Tiamat – Amanethes – Review

tiamat200Tiamat

Amanethes (Nuclear Blast)
By Scott Hefflon

It’s a sign of the times when a Tiamat album comes out and flies under my radar. I love Tiamat and have since ’94’s Wildhoney. I have that CD in my faves stack and the poster on my wall. And two or three others in the faves collection (but no posters) plus the side-project, Lucyfire’s This Dollar Saved My Life at Whitehorse. Yeah, I’m a fan. That fact that a solid album like this can come out and a long-time fan doesn’t notice is a problem record labels are surely facing after slashing their ad/banner budgets.

Amanethes is a clunky name for a record, especially after Judas Christ, Skeleton Skeletron, A Deeper Kind of Slumber, and the aforementioned Wildhoney (and, evidently, Prey, in 2003, which I missed as well).

Amanethes starts off all bad-ass, like Moonspell trying not to be all Gothy. Song three, “Until the Hellhounds Sleep Again,” gets back to the somber dirge we all know and contemplate slitting our wrists to. Johan Edlund’s voice has gotten deeper, as well as more snarling (elsewhere). I still enjoy the purity of Wildhoney, which opens with doom and ends like Pink Floyd, and the trip is so seamless, you never snap to attention and say “what’s this shit?” Most CDs don’t have such flow, so to ask this or any CD to flow so effortlessly is too much to ask for casually.

My favorites, despite loving their doom roots, are the deep Gothic/atmospheric tunes. “Until the Hellhounds Sleep Again” (and later, the more doomy “Via Dolorosa”), like Lucyfire’s “Pure as Sin,” are plodding, past the point of glam ballad. If “Home Sweet Home” made you light your lighter in the air, these’ll make you flick your Bic, stare deeply into it, and contemplate, well, whatever it is that you personally contemplate while staring into flames.

“Misantropolis” and its closer, the instrumental “Amanitis,” are glorious. It’s the sound of standing on the rocks at night, the waves crashing rhythmically about you, of foaming abuse and silent withdrawal (never underestimate the power of the undertow), the steady, strong wind in your face, the full moon and stars shining from above, the cosmos almost seeming touchable amidst the never-ending crashing of the sea upon the shore.

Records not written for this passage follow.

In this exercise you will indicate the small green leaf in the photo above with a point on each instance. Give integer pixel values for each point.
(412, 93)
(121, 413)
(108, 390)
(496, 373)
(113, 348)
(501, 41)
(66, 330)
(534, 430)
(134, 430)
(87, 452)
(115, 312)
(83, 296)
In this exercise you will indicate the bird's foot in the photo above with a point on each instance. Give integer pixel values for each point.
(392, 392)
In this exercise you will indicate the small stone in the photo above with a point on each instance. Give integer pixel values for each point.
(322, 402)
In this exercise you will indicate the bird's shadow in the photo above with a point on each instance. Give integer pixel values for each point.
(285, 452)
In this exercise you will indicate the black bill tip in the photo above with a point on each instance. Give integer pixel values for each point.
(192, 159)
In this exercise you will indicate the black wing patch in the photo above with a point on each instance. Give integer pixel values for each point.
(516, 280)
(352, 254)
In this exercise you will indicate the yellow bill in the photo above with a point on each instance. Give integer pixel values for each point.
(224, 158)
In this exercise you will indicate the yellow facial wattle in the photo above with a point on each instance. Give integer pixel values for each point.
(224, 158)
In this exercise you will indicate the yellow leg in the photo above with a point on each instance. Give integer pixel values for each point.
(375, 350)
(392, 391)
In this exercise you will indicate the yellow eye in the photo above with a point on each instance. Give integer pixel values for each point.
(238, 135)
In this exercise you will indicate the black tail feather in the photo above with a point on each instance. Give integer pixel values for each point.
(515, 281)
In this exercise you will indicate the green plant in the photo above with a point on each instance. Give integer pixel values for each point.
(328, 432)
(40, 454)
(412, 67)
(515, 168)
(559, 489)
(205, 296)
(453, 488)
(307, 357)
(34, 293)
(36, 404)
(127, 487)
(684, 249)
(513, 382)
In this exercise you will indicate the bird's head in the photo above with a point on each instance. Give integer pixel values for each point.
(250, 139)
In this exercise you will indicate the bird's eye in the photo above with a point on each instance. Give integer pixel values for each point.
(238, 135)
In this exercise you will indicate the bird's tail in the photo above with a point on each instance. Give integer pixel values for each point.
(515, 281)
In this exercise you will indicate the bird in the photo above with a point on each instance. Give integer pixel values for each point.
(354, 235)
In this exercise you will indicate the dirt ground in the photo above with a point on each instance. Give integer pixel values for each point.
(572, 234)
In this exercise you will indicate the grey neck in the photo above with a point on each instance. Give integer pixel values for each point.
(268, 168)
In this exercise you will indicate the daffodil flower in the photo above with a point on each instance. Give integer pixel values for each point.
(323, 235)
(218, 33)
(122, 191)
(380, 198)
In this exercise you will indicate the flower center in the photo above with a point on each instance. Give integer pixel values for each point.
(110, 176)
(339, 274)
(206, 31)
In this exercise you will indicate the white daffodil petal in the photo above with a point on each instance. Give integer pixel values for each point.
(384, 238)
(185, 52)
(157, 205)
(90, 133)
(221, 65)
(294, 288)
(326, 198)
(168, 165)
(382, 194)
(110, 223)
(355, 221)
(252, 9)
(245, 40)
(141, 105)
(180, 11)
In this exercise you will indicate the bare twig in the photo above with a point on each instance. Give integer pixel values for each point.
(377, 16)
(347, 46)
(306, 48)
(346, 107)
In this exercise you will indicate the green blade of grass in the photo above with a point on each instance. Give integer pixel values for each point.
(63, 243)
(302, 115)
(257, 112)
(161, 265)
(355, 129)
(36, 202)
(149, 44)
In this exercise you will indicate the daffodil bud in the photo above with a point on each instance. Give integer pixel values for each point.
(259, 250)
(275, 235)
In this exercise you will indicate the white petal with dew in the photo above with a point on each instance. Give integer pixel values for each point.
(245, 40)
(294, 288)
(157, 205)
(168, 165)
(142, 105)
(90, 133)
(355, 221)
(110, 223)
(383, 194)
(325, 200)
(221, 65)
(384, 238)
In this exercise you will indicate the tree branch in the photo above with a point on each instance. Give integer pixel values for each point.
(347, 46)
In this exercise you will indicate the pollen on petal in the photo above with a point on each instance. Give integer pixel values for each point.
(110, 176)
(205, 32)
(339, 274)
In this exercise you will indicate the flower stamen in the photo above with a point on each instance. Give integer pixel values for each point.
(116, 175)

Closing doomers “Circle” and “Amanes” come close to Wildhoney‘s ability to close the CD dramatically after opening heavily, but they’re too heavy-handed, and not as effortlessly breathy and “there’s always someone wishing you dead whilst you sleep.” So yeah, three years in Greece has done Edlund well, but after many good songs on many good albums, the bar is set high for such a band.